# Thread: Comparison test for improper integrals problem

1. ## Comparison test for improper integrals problem

I have a problem using the comparison test for integrals and I'm stuck. The question asks whether the integral of (arctanx)/(2+e^x) dx from 0 to infinity diverges or converges using the comparison test for improper integrals.

My reasoning is that you can ignore the arctanx since the max value of that is pi/2, so it's pretty much a constant so you take that out. Then compare 1/(2+e^x) to 1/(e^x) to see if that diverges. However, how do you find the integral of 1/(e^x) in order to see if it converges or diverges. Should I even compare the original with 1/(e^x)? Help please? Thanks.

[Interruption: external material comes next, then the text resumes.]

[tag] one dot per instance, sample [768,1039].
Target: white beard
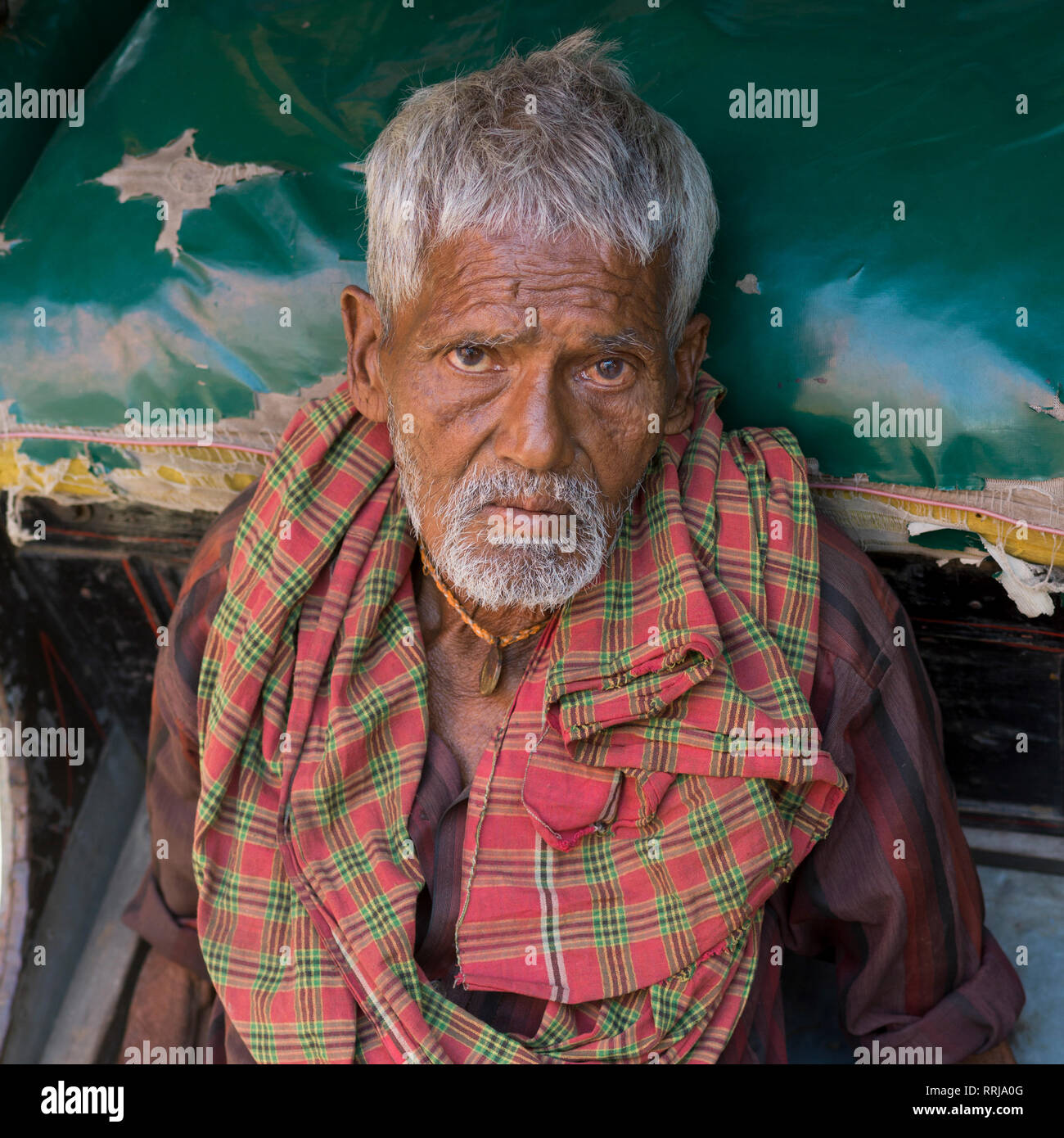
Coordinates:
[537,571]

2. Since $\displaystyle \arctan x<\frac{\pi }{2}$ for all $\displaystyle x\in\mathbb R$ then $\displaystyle \frac{\arctan x}{2+e^{x}}<\frac{\pi }{2\left( 2+e^{x} \right)}<\frac{\pi }{e^{x}}=\pi e^{-x},$ and your integral converges since $\displaystyle \int_0^\infty e^{-x}\,dx$ does.

3. Thanks Krizalid, but how do you know that the integral of e^(-x) from 0 to infinity converges? Is the integral of that simply -e^(-x)? That's what I get from u-substitution but an online integrator gives me an expression with cosh and sinh.

4. $\displaystyle \int_{0}^{\infty }{e^{-x}\,dx}=\underset{\alpha\to \infty }{\mathop{\lim }}\,\int_{0}^{\alpha }{e^{-x}\,dx}=\underset{\alpha\to \infty }{\mathop{\lim }}\,\left( 1-e^{-\alpha } \right)=1.$